1. 1.School of Electrical and Control Engineering，Xi'an University of Science and Technology，Xi'an，Shaanxi 710054，China
2.School of Science，Xi'an University of Science and Technology，Xi'an，Shaanxi 710054，China
• Received:2020-08-01 Revised:2021-07-19 Online:2021-12-25 Published:2021-12-25

Abstract:

In order to study the micro-characteristics of the electrode discharge in the spark test device in vacuum, this paper established a two-dimensional parallel plate discharge model in a vacuum environment with tungsten as the anode material and cadmium as the cathode material. We simulate the model with the PIC/MCC(Particle-In-Cell/Monte Carlo Collision) method, studies the development process of parallel plate electrode discharge under different electron emission mechanisms and the influence of space field strength, cathode surface temperature and field enhancement factor on the changes of space electrons, and obtains the field emission, thermal emission and thermal-field emission changes in the electron concentration and anode absorption current during the discharge process, as well as the spatial distribution of the electron density and electric potential, etc.
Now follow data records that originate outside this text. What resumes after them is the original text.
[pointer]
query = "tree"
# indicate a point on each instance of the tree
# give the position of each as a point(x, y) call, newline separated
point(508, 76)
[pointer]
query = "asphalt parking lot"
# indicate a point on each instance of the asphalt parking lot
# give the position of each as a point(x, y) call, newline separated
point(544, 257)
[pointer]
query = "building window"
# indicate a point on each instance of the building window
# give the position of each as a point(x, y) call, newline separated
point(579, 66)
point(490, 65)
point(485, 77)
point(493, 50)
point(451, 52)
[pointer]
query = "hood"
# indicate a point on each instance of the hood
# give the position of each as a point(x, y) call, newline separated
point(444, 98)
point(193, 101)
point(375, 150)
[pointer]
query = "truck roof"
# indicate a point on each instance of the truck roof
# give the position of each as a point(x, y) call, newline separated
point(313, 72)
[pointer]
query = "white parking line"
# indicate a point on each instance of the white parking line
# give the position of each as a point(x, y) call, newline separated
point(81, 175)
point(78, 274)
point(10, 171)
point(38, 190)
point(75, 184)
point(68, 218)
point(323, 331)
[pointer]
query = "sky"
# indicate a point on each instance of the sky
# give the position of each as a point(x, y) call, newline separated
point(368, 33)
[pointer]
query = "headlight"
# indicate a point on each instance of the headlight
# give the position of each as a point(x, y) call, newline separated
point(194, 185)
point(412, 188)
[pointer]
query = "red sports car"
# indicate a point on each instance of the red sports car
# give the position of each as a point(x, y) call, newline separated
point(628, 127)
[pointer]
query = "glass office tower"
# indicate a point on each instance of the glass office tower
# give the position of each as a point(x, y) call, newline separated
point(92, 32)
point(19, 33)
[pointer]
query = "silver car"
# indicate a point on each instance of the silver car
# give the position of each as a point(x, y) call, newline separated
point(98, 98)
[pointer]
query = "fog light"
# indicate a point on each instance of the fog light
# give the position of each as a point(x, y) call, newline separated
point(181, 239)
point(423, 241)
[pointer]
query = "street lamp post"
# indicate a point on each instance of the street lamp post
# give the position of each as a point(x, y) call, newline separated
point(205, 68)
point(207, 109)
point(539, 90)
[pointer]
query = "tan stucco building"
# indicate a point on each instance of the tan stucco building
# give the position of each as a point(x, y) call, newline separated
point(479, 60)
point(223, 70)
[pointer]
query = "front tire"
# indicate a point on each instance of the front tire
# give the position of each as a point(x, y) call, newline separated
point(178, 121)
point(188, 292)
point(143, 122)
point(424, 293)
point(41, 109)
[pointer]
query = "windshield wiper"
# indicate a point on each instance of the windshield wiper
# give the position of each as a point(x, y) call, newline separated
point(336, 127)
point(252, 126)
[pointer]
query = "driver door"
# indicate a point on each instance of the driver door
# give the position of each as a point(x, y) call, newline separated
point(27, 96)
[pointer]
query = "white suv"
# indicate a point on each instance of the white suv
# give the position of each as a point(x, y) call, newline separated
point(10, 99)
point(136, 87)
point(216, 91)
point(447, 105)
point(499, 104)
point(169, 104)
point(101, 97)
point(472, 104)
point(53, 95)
The research has found that field emission is the dominant emission mechanism of micro-gap cathode electron emission. When the cathode surface temperature reaches 1040K, the boiling point of cadmium metal under the action of Joule heat, cadmium vapor will be generated, and the current density and electron concentration will gradually increase. At this time, the thermal emission will start to act on the micro-gap discharge. When the temperature is greater than the vaporization temperature of cadmium metal, the influence of the field strength will be greater than that of the temperature. When the field enhancement factor is very small, the thermal emission is almost ineffective. As the field enhancement factor continues to increase, the effect of thermal emission gradually increases, leading to a significant increase in the spatial electron concentration. The micro-gap discharge in a vacuum environment is caused by the combined effect of heat and field.